TOSCANA – Tre inchieste della Dda di Firenze sulle infiltrazioni della ndrangheta dal narcotraffico di cocaina, allo smaltimento illecito di rifiuti (stavolta i fanghi tossici delle concerie), ai lavori stradali – scuotono il sistema economico e politico: 23 arrestati in tutto per reati che vanno dall’estorsione allo spaccio ai rati ambientali, ma le indagini si estendono fino a toccare nel cuore politico-amministrativo della Regione. Tra gli indagati, con l’ipotesi di reato i corruzione c’è infatti anche Ledo Gori: oggi capo di gabinetto della Presidenza della Regione Toscana di Eugenio Giani (estraneo ai fatti), ieri nello stesso ruolo con Enrico Rossi (nemmeno lui indagato).
Nell’inchiesta sono coinvolti non solo esponenti delle cosche che vivono nella regione – che con l’intimidazione hanno preso il controllo di ditte del movimento terra e degli inerti entrando nei lavori pubblici e gestendo rifiuti tossici e pericolosi — ma anche imprenditori e politici. In un filone curato dai Cc Forestali e dal Noe emerge che esponenti dell’Associazione Conciatori di Santa Croce sull’Arno (Pisa) avrebbero operato come sodalizio criminale: da un lato cedendo, pagando denaro, a ditte infiltrate dalle cosche lo smaltimento di rifiuti delle concerie senza completare o svolgere l’iter di riciclo ambientale; dall’altro tenendo relazioni con politici ed enti pubblici. I rifiuti tossici sono finiti sotto la nuova strada regionale 429 Empoli-Valdelsa (circa 8.000 tonnellate contaminate) o in terreni a Levane (Arezzo), Castelfalfi (Firenze) Peccioli (Pisa), presso l’aeroporto militare di Pisa e altre località della Toscana interna. Sei gli arresti in questo filone e sequestrati due impianti di depurazione. Tuttavia, gli stessi conciatori di Santa Croce indagati, tenevano relazioni con politici ed enti pubblici apicali.

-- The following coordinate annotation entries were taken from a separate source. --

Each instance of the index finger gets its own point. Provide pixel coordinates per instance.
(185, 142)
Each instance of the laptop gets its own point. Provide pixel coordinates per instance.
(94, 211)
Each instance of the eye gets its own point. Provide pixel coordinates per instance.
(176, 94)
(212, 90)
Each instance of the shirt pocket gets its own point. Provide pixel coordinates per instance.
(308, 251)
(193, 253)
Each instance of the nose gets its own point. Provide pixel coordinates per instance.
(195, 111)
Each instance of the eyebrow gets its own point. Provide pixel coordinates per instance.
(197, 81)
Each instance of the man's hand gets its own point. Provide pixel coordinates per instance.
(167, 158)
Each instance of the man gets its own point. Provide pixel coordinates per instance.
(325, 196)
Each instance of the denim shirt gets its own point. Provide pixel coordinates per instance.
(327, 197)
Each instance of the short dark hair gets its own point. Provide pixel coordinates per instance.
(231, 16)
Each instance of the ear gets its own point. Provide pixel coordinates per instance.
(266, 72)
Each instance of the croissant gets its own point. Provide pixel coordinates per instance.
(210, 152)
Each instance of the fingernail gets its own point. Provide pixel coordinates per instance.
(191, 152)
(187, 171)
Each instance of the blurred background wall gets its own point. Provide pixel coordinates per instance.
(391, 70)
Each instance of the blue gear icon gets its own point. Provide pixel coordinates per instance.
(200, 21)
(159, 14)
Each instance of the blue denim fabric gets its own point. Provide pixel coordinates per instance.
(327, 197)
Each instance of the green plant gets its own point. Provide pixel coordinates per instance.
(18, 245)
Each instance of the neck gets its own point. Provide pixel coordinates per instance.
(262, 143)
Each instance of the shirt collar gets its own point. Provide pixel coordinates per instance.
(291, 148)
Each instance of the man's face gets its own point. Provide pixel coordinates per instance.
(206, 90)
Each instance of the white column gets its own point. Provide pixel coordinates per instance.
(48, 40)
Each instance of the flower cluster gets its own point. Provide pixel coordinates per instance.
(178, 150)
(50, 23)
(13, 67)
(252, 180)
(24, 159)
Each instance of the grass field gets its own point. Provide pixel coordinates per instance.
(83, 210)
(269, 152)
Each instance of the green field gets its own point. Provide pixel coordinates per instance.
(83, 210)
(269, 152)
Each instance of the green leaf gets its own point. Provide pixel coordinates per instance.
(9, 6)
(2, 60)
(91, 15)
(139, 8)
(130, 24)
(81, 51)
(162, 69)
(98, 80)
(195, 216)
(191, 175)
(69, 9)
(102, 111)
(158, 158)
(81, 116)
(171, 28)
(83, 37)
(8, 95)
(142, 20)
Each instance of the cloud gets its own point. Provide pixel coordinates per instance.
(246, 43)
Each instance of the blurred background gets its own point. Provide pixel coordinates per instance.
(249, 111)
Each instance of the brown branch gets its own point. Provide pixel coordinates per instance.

Sul versante della pubblica amministrazione c’è, tra gli indagati, Ledo Gori che per gli inquirenti era disponibile a soddisfare esigenze illecite dei membri dell’Associazione in cambio della loro esplicita richiesta a Giani di confermarlo capo di gabinetto quando sarebbe stato eletto governatore della Toscana, cosa avvenuta. Gori, per la dda, ha fatto pressioni su dirigenti dell’Arpat considerati troppo solerti nei controlli sugli impianti, verifiche che i conciatori chiedevano di non avere. Indagato per corruzione anche il consigliere regionale del Pd, in carica, Andrea Pieroni: per la Dda, nel 2020 dietro 2-3.000 euro come contributo elettorale, avrebbe assecondato la richiesta dei conciatori di escludere da una legge regionale il depuratore del consorzio Aquarno da procedure ambientali previste nel ciclo idrico. La norma fu poi impugnata dal Governo ritenendola anti-costituzionale.
Indagata pure la sindaca di Santa Croce Giulia Deidda (ipotesi di associazione a delinquere, sarebbe stata il raccordo tra politici e industriali a cui avrebbe garantito nomine gradite negli enti di controllo) e, nella burocrazia regionale, per abuso d’ufficio, Edo Bernini, dirigente del settore Ambiente.
E la ‘ndrangheta? L’altro filone, curato dal Ros, ha portato a 17 arresti che hanno colpito imprenditori – anche toscani – contigui alla cosca Gallace di Guardavalle (Catanzaro), gravemente indiziati, a vario titolo, di associazione a delinquere finalizzata all’estorsione, concorrenza con violenza e minacce, sub-appalto irregolare, associazione finalizzata al narcotraffico di cocaina (tramite il porto di Livorno ed è stato pure trovato un deposito di armi della ‘ndrangheta in Val d’Era), spaccio, favoreggiamento, il tutto aggravato dal metodo mafioso. Le infiltrazioni nell’economia toscana della cosca Gallace era partita dal controllo su una storica azienda del Mugello, la ‘Cantini Marino’ srl: poi con intimidazioni e minacce la società guidata con loro metodi avrebbe condizionato la concorrenza e avuto commesse pubbliche.